Commentant l’inversion par Jésus de la question dans la parabole du bon Samaritain, Ricœur retourne cette opposition par l’idée que le prochain n’est pas une catégorie mais une praxis : c’est se rendre proche. Et nous pouvons être « prochains » tantôt sous l’une, tantôt sous l’autre de ces modalités courtes ou longues de nos relations. Ricœur écrit : « La charité n’est pas forcément là où elle s’exhibe ; elle est cachée aussi dans l’humble service abstrait des postes, de la sécurité sociale ; elle est bien souvent le sens caché du social. Il me semble que le Jugement eschatologique veut dire que nous « serons jugés » sur ce que nous aurons fait à des personnes, même sans le savoir ».

La mutation a été immense, car on est sorti de la relation de charité-clientèle qui faisait la force des sociétés archaïques, des féodalités et des mafias. C’est dans cette idée de l’incognito du visage du Christ que s’originent nos institutions sociales de solidarité et de mutualité ; la Sécurité sociale, les mutuelles et services publics, etc., ont été inventés dans ce sillage. C’est quelque chose que notre société a oublié. Nos sociétés semblent froides pour des gens qui viennent de pays où il y a des liens familiaux et claniques très solides, mais où, en revanche, il y a peu d’institutions de la solidarité anonyme, peu d’incognito de la solidarité. On a ici le cœur battant, le noyau éthique de nos sociétés sécularisées. Et cette étoile qui oriente nos engagements nous lance sans cesse des promesses inachevées, enfouies parfois mais toujours vives.

Car cette tension demande d’aller toujours plus loin vers la singularité irremplaçable des personnes et toujours plus loin vers l’universalité d’un souci orienté vers tous : « Le thème du prochain opère la critique permanente du lien social : à la mesure de l’amour du prochain, le lien social n’est jamais assez intime, jamais assez vaste. » C’est ainsi que l’amour du prochain déforme la justice vers toujours plus de singularisation et toujours plus d’universalisation. Dans un texte bien plus tardif, Amour et Justice (1990), Ricœur poursuit la même idée : « Je dirai même que l’incorporation tenace, pas à pas, d’un degré supplémentaire de compassion et de générosité dans tous nos codes – Code pénal et code de justice sociale – constitue une tâche parfaitement raisonnable, bien que difficile et interminable. »

Mais peut-être que pour percevoir ces palpitations éthiques que nous venons d’évoquer, il est besoin d’associations qui forment des milieux intermédiaires entre la solitude des personnes et les masses anonymes.

La tradition protestante a été, parmi d’autres, une pépinière de ces communautés éthiques où s’expérimentent ces diverses tensions qui font le lien social.

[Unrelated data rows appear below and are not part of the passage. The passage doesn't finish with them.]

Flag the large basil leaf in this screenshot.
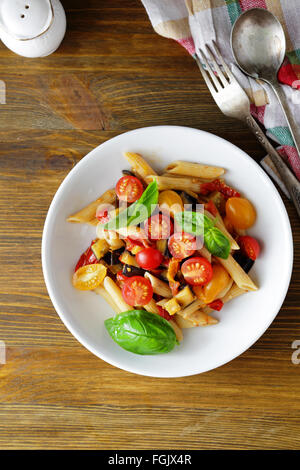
[175,211,214,236]
[204,227,230,259]
[104,310,177,355]
[104,180,158,230]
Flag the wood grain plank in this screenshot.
[0,0,300,449]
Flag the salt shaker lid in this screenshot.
[0,0,53,40]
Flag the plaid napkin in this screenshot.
[142,0,300,192]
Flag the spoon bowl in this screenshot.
[231,8,286,81]
[231,8,300,155]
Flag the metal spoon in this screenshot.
[231,8,300,160]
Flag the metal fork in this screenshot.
[196,42,300,216]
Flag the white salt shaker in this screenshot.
[0,0,66,57]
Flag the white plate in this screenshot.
[42,126,293,377]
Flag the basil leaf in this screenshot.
[104,180,158,230]
[204,227,230,259]
[175,211,214,236]
[104,310,177,355]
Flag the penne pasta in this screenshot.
[124,152,156,182]
[177,299,205,319]
[204,210,240,250]
[175,286,195,307]
[94,286,121,313]
[198,245,211,263]
[217,255,258,291]
[174,313,197,328]
[177,309,219,326]
[143,299,158,314]
[169,320,183,342]
[164,297,181,315]
[67,189,117,225]
[221,284,247,304]
[165,160,225,179]
[160,172,213,184]
[146,175,202,193]
[103,276,132,312]
[145,272,172,299]
[217,279,233,299]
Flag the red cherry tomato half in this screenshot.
[208,299,224,312]
[122,276,153,306]
[181,257,213,286]
[144,214,174,240]
[74,241,98,272]
[168,232,197,259]
[200,179,241,199]
[116,175,144,202]
[238,235,260,261]
[135,248,163,270]
[116,271,128,287]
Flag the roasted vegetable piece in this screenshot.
[136,248,163,271]
[226,197,256,230]
[181,257,213,286]
[119,251,139,268]
[122,276,153,306]
[72,264,107,290]
[91,240,109,260]
[102,248,124,266]
[158,189,184,217]
[122,264,145,277]
[233,250,254,274]
[164,297,181,315]
[116,175,144,202]
[193,264,230,304]
[238,235,260,261]
[167,258,180,295]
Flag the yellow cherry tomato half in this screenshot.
[72,264,107,290]
[193,264,230,304]
[226,197,256,230]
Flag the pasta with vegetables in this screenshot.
[67,152,260,355]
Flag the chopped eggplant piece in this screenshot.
[122,170,135,176]
[122,264,145,277]
[209,191,226,215]
[103,249,123,266]
[91,239,109,260]
[119,250,139,268]
[108,263,123,274]
[156,240,168,255]
[233,250,254,274]
[180,191,199,212]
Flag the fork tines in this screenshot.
[196,41,236,93]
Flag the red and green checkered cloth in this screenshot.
[142,0,300,184]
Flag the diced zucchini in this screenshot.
[92,239,109,260]
[119,251,139,268]
[208,191,226,214]
[164,298,181,315]
[175,286,195,307]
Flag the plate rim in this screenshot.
[41,125,294,378]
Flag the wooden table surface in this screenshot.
[0,0,300,450]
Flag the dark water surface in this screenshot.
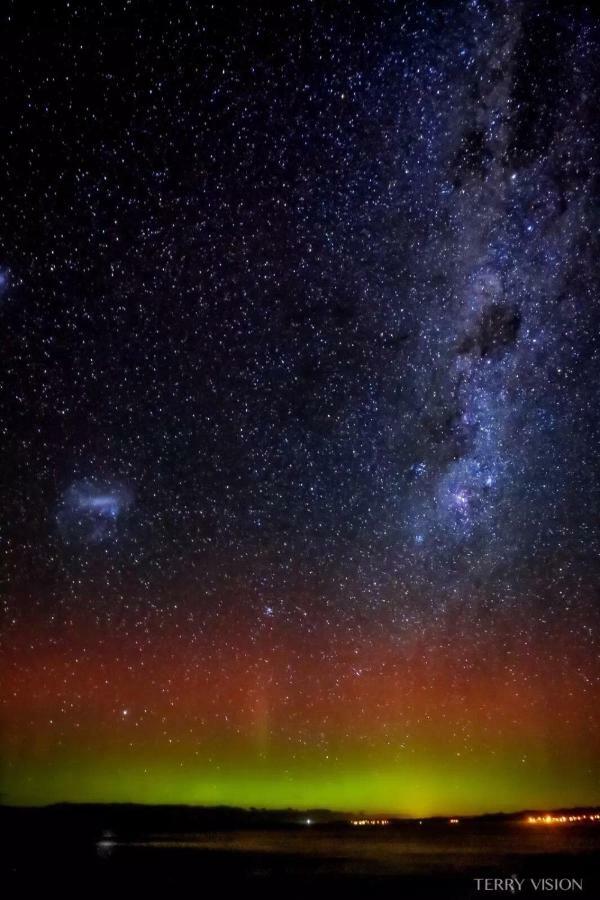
[3,823,600,900]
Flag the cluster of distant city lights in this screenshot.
[527,813,600,825]
[350,819,390,825]
[350,813,600,825]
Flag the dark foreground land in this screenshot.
[0,806,600,900]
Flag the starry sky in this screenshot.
[0,0,600,815]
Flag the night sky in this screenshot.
[0,0,600,815]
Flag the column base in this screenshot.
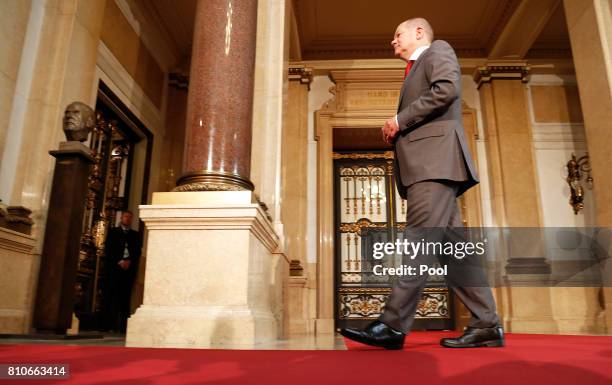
[126,305,278,349]
[126,191,288,348]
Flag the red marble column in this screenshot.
[175,0,257,191]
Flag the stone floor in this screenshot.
[0,333,346,350]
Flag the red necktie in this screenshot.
[404,60,414,79]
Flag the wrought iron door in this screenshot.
[75,103,138,330]
[334,151,453,329]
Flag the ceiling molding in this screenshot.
[114,0,180,72]
[488,0,561,60]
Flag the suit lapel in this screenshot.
[397,46,431,112]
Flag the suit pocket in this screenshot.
[407,126,446,142]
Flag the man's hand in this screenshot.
[118,259,131,270]
[381,117,399,144]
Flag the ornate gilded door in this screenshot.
[75,98,138,330]
[334,151,453,329]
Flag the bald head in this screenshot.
[400,17,433,43]
[391,17,433,62]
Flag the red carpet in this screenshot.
[0,332,612,385]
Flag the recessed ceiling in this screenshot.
[147,0,197,57]
[146,0,571,66]
[294,0,520,60]
[527,4,572,58]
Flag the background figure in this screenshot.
[104,211,141,333]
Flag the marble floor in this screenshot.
[0,333,346,350]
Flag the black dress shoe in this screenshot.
[340,321,404,350]
[440,326,504,348]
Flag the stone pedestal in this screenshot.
[126,191,288,348]
[0,227,38,334]
[34,142,94,334]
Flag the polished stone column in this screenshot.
[175,0,257,191]
[474,61,556,332]
[34,141,94,334]
[563,0,612,331]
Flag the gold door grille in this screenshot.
[333,151,453,329]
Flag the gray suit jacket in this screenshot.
[394,40,478,198]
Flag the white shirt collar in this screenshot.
[408,45,429,61]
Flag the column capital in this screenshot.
[168,71,189,90]
[289,65,312,91]
[474,61,531,88]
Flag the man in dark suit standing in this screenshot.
[341,18,504,349]
[105,210,141,333]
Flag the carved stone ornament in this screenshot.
[63,102,96,142]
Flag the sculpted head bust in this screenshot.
[64,102,96,142]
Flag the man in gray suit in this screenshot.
[341,18,504,349]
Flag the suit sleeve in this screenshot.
[104,228,115,260]
[397,44,461,132]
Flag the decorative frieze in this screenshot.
[474,62,531,88]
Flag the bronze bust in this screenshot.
[64,102,96,142]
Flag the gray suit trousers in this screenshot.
[379,180,499,334]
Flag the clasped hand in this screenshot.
[381,117,399,144]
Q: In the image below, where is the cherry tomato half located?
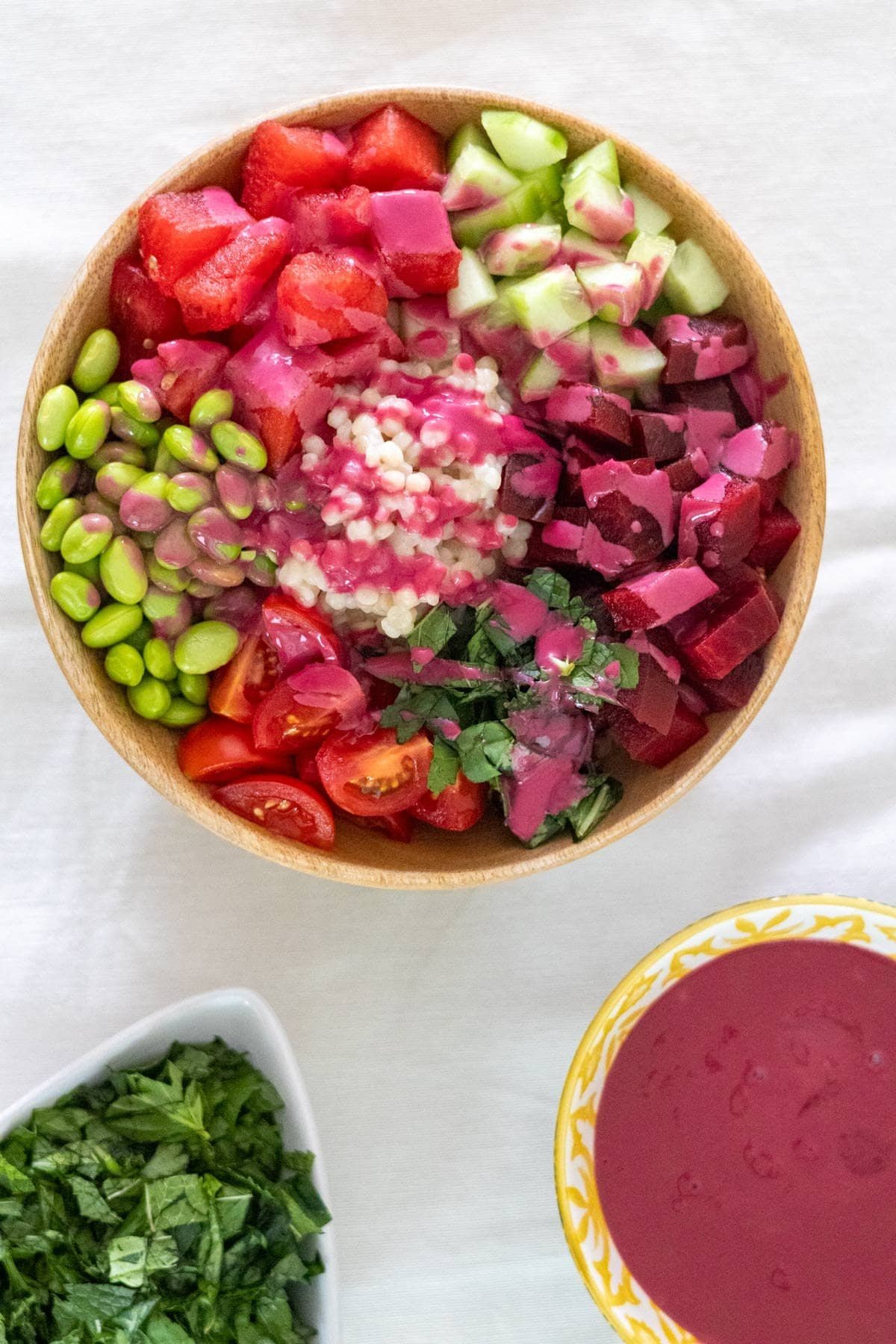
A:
[317,729,432,817]
[212,774,336,850]
[177,716,291,783]
[411,770,489,830]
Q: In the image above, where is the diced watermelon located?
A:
[289,187,373,252]
[137,187,252,294]
[242,121,348,219]
[747,504,800,574]
[175,218,289,332]
[131,339,230,423]
[371,191,461,299]
[349,104,444,191]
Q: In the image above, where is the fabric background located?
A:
[0,0,896,1344]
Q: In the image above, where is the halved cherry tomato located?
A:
[317,729,432,817]
[177,716,291,783]
[208,622,279,723]
[212,774,336,850]
[411,770,489,830]
[262,591,345,672]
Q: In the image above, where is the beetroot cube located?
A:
[137,187,252,294]
[603,561,720,634]
[612,696,708,769]
[371,191,461,299]
[175,218,289,332]
[747,504,800,574]
[679,472,759,570]
[679,576,779,682]
[242,121,348,219]
[653,313,753,383]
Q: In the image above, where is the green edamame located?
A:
[50,570,102,622]
[37,383,78,453]
[71,326,121,395]
[81,602,143,649]
[104,644,144,685]
[40,496,84,551]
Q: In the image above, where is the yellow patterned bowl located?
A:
[553,895,896,1344]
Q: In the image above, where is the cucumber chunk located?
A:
[482,109,567,172]
[591,317,666,393]
[662,238,728,317]
[442,145,520,210]
[447,247,498,317]
[506,266,591,349]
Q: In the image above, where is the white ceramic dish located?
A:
[0,989,340,1344]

Ricœur écrivait : « Mon appartenance à la confession protestante est un hasard transformé en destin par un choix continu […] une religion est comme une langue dans laquelle ou bien on est né, ou bien on a été transféré par exil ou par hospitalité ; en tout cas on y est chez soi ; ce qui implique aussi de reconnaître qu’il y a d’autres langues parlées par d’autres hommes » (La Critique et la Conviction, 1995). Il voulait dire, aussi bien en matière de soin que d’hospitalité, et dans tous les sens de ces termes, que « pour avoir en face de soi un autre que soi, il faut avoir un soi » (Histoire et Vérité, 1964). Savoir qui nous sommes pour aller à la rencontre des autres.